La jurisprudence est fondamentale en droit pénal fiscal. La Cour suprême de cassation, par son arrêt n° 22628 du 18 avril 2025 (déposé le 17 juin 2025), a apporté un éclaircissement crucial sur les conditions d'admissibilité du plaider coupable dans les délits fiscaux et sur les modalités d'appel. Cette décision revêt une importance considérable pour la stratégie de défense et l'interprétation des exigences procédurales.
Le "plaider coupable" (application de la peine sur demande des parties, art. 444 et suivants du code de procédure pénale italien) permet de convenir d'une peine réduite. Dans les délits fiscaux, l'article 13-bis, alinéa 2, du décret législatif du 10 mars 2000, n° 74, établit des conditions strictes : l'admissibilité est subordonnée au "repentir actif" ou à l'extinction intégrale de la dette fiscale (comprenant les sanctions et les intérêts) avant la déclaration d'ouverture du débat.
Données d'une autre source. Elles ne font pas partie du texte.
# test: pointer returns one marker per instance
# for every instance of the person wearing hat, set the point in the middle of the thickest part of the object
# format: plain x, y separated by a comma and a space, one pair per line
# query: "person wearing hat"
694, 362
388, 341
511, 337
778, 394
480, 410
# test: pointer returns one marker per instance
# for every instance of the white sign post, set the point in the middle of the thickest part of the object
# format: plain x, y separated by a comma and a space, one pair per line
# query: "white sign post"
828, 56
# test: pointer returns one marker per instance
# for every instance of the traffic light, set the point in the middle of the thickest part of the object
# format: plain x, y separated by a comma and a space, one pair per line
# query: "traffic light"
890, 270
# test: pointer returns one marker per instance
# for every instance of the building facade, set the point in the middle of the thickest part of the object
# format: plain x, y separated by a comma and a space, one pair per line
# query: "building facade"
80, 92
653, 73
Il s'agit d'une condition de recevabilité substantielle, visant à récupérer les sommes éludées et à promouvoir la légalité fiscale.
La décision de la Cour de cassation, présidée par le Dr D. N. V. et dont le rapporteur est la Dr M. U., aborde le non-respect de cette condition. La Cour a annulé sans renvoi l'arrêt du juge de l'audience préliminaire (G.U.P.) de Gela du 19 novembre 2024, dans l'affaire de D. V. M., en fournissant une maxime éclairante :
En matière de délits fiscaux, l'arrêt d'application de peine sur demande des parties rendu en violation des dispositions de l'article 13-bis, alinéa 2, du décret législatif du 10 mars 2000, n° 74, qui postule le repentir actif ou l'extinction intégrale de la dette fiscale, y compris les sanctions administratives et les intérêts, intervenus avant la déclaration d'ouverture du débat, peut être contesté par un recours en cassation, non pas conformément à l'article 448, alinéa 2-bis, du code de procédure pénale, mais, le repentir ou l'extinction intégrale de la dette constituant une condition extrinsèque à l'accord, conformément aux articles 606, alinéa 1, lettre c), et 606, alinéa 2, du code de procédure pénale, qui permettent une telle contestation contre des arrêts non susceptibles d'appel, rendus en violation d'une norme procédurale établie à peine d'irrecevabilité.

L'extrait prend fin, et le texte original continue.